Furthermore, the new Ruwais Conversion Park will take feedstock from both the Derivatives Park and other Ruwais assets to manufacture higher-value end products, including packaging materials, coatings, high voltage insulation and automotive composites. The Conversion Park, occupying another 3.6 square kilometres, will help create focused industry clusters, that can not only supply products and solutions using the derivatives and other facilities available, but will also utilise the proximity of an interconnected ecosystem to drive expertise, innovation and entrepreneurship.
Both the Ruwais Derivatives Park and Ruwais Conversion Park will act as a focal point for the global petrochemicals industry and will cement Ruwais's role as a key node in the global refining and petrochemical supply chain.
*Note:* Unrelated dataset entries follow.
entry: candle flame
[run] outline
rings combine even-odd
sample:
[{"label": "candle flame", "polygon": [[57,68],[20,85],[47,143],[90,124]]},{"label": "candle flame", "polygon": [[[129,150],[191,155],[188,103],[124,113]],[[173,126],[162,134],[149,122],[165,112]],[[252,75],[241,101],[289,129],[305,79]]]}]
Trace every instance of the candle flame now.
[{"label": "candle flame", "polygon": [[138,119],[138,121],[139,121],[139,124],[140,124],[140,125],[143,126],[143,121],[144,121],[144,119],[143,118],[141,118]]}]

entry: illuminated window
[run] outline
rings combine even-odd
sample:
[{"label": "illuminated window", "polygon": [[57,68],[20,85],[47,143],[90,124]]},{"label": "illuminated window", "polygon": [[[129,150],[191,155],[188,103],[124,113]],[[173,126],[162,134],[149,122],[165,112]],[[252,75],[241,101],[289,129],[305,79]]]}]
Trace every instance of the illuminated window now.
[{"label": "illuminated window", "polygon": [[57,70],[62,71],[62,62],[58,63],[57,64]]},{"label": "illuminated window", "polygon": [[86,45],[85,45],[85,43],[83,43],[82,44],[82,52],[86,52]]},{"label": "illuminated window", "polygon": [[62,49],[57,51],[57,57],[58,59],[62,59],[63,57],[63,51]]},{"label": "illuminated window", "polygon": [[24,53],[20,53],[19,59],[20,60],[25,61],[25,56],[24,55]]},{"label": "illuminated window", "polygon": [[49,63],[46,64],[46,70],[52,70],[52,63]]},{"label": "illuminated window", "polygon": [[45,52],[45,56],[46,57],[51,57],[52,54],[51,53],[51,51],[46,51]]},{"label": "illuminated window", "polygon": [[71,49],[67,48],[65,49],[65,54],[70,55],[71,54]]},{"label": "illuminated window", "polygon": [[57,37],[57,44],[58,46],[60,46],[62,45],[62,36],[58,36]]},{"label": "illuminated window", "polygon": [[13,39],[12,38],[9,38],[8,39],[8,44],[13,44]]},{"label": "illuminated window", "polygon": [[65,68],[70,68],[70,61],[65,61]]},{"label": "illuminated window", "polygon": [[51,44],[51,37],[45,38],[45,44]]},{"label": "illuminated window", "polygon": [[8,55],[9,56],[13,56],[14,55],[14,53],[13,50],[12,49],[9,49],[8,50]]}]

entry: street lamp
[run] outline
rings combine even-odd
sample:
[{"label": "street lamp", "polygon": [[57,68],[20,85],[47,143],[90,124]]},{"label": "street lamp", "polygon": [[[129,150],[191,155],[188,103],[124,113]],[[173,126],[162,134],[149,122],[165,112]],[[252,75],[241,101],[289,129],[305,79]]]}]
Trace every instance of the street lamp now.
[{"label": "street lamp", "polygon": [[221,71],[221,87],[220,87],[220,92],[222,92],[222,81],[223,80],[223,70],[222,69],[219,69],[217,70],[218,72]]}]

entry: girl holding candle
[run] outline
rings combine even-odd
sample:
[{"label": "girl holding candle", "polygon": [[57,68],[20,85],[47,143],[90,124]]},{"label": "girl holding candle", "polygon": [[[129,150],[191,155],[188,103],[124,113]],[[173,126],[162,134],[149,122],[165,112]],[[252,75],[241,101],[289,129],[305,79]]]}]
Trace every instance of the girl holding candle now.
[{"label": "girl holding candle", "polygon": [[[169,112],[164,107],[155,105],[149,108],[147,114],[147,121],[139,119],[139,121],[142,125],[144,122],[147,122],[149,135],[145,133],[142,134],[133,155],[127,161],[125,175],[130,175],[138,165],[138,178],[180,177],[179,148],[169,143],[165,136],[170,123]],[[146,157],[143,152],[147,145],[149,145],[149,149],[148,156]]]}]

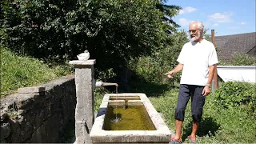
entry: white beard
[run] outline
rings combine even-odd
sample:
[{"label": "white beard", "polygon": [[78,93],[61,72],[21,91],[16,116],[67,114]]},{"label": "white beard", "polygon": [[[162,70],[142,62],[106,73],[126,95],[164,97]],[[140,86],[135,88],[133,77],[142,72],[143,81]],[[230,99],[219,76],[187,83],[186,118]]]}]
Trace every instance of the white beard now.
[{"label": "white beard", "polygon": [[194,42],[194,41],[197,40],[198,38],[198,37],[197,37],[197,36],[196,37],[193,37],[193,38],[190,38],[190,41]]},{"label": "white beard", "polygon": [[191,38],[190,38],[190,41],[191,41],[191,42],[194,42],[194,41],[198,39],[198,38],[200,38],[200,35],[201,35],[200,31],[198,31],[197,36]]}]

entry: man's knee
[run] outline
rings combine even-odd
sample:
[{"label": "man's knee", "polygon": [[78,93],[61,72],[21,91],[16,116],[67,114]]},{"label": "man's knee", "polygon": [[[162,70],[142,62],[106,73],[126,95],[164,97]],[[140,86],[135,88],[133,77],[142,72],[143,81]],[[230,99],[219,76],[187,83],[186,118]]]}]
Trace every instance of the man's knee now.
[{"label": "man's knee", "polygon": [[192,114],[192,118],[194,122],[201,122],[202,114]]},{"label": "man's knee", "polygon": [[179,121],[184,121],[185,110],[176,108],[174,118]]}]

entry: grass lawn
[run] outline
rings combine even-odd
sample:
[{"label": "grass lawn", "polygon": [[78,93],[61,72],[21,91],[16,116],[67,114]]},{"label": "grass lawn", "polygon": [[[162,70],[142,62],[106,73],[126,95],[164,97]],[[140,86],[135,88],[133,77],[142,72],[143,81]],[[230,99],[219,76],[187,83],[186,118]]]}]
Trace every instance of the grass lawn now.
[{"label": "grass lawn", "polygon": [[[178,89],[166,85],[145,82],[133,83],[133,92],[146,93],[154,108],[162,113],[163,118],[170,130],[175,130],[174,110]],[[214,104],[214,95],[206,99],[202,121],[197,133],[198,143],[255,143],[256,120],[246,111],[246,107],[237,106],[222,109]],[[186,110],[182,126],[182,141],[191,133],[192,118],[190,101]]]}]

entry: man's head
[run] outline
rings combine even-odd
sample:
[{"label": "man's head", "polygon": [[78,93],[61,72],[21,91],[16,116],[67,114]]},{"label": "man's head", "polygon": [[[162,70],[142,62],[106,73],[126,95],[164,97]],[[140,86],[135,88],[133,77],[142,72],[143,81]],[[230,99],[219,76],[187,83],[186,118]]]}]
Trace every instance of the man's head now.
[{"label": "man's head", "polygon": [[199,21],[192,21],[190,22],[189,33],[191,41],[195,42],[202,41],[203,28],[203,24]]}]

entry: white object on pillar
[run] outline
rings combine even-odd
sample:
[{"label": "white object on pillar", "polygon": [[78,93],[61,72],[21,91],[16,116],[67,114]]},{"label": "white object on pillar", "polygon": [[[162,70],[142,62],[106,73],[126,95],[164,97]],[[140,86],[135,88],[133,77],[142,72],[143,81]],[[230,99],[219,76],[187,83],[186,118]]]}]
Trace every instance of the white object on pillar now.
[{"label": "white object on pillar", "polygon": [[77,57],[79,60],[86,61],[90,58],[90,53],[88,50],[85,50],[84,53],[79,54],[78,55],[77,55]]}]

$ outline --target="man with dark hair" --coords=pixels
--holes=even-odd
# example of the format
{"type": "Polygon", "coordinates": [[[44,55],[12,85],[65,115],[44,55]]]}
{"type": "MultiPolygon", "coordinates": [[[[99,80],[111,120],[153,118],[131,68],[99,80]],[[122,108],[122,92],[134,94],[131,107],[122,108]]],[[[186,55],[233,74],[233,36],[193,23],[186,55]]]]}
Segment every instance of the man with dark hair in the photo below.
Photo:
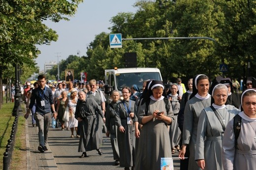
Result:
{"type": "Polygon", "coordinates": [[[57,114],[55,112],[52,90],[45,85],[45,76],[39,75],[38,82],[39,87],[32,91],[30,104],[24,117],[27,118],[35,102],[36,102],[35,117],[36,124],[38,127],[38,138],[39,145],[38,150],[42,153],[48,150],[48,131],[51,120],[52,110],[53,116],[56,119],[57,114]]]}

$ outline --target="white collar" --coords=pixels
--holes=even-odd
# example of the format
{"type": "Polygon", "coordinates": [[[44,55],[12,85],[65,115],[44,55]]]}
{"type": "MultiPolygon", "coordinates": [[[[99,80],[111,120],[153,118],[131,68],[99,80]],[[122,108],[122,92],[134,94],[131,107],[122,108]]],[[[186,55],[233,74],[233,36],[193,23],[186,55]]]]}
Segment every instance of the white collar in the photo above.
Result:
{"type": "Polygon", "coordinates": [[[163,99],[163,98],[164,98],[164,96],[161,96],[161,97],[160,97],[159,99],[156,99],[155,97],[154,97],[153,95],[151,95],[150,97],[151,99],[152,99],[153,100],[155,100],[155,101],[161,100],[163,99]]]}
{"type": "Polygon", "coordinates": [[[222,106],[216,105],[214,103],[212,105],[213,107],[216,109],[224,109],[226,107],[226,105],[223,105],[222,106]]]}
{"type": "Polygon", "coordinates": [[[176,94],[174,95],[173,95],[172,94],[169,94],[169,95],[170,96],[171,96],[171,97],[177,97],[178,96],[178,94],[176,93],[176,94]]]}
{"type": "Polygon", "coordinates": [[[240,112],[239,114],[241,117],[243,118],[245,120],[249,121],[256,121],[256,118],[251,118],[248,117],[247,115],[245,114],[244,111],[240,112]]]}
{"type": "Polygon", "coordinates": [[[188,90],[188,91],[187,91],[187,92],[188,93],[189,93],[189,94],[192,94],[192,91],[190,91],[190,90],[188,90]]]}
{"type": "Polygon", "coordinates": [[[195,97],[200,100],[206,100],[211,96],[211,95],[208,93],[207,93],[207,95],[206,97],[201,96],[200,95],[199,95],[198,93],[196,93],[196,94],[195,94],[194,96],[195,97]]]}

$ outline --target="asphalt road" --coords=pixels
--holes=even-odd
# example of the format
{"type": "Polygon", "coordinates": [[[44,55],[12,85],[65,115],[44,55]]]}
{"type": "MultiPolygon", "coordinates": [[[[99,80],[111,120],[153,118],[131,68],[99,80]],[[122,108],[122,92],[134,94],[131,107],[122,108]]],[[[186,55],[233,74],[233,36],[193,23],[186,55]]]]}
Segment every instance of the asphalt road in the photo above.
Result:
{"type": "MultiPolygon", "coordinates": [[[[79,139],[71,138],[70,131],[61,131],[61,128],[50,128],[48,144],[51,148],[59,170],[123,170],[124,168],[114,166],[114,160],[110,144],[110,139],[103,135],[101,146],[103,154],[97,151],[87,152],[88,157],[80,158],[82,152],[78,152],[79,139]]],[[[178,153],[172,157],[177,157],[178,153]]],[[[174,170],[179,170],[179,159],[174,160],[174,170]]]]}

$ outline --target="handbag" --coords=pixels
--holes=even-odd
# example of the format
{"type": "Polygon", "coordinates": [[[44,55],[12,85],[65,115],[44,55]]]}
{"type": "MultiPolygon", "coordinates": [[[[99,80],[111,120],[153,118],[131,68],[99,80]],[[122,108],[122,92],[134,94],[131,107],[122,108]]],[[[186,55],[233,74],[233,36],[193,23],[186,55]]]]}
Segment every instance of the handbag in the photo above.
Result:
{"type": "Polygon", "coordinates": [[[63,115],[62,120],[64,121],[69,121],[69,111],[68,111],[68,107],[66,107],[66,109],[65,109],[65,112],[64,112],[64,115],[63,115]]]}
Across both parks, in addition to supplying feedstocks, ADNOC will make available developed land, infrastructure, utilities and shared services at attractive rates to partners.
As part of the overall Ruwais area development, ADNOC will undertake the significant expansion and development of Ruwais City to meet the increase in demand for housing and other facilities resulting from the significant enlargement of the Ruwais Industrial Complex. Along with new homes, ADNOC is also constructing infrastructure and community enhancement projects for Ruwais City that include the expansion of the public transport system and numerous community and other facilities such as new healthcare facilities, secondary and tertiary educational facilities, a central park and recreation spaces, a new mall, new beach facilities and a traditional souq.
Significant interest in the new investment and downstream partnership opportunities has already been expressed and discussions are now taking place with global energy companies and domestic investors.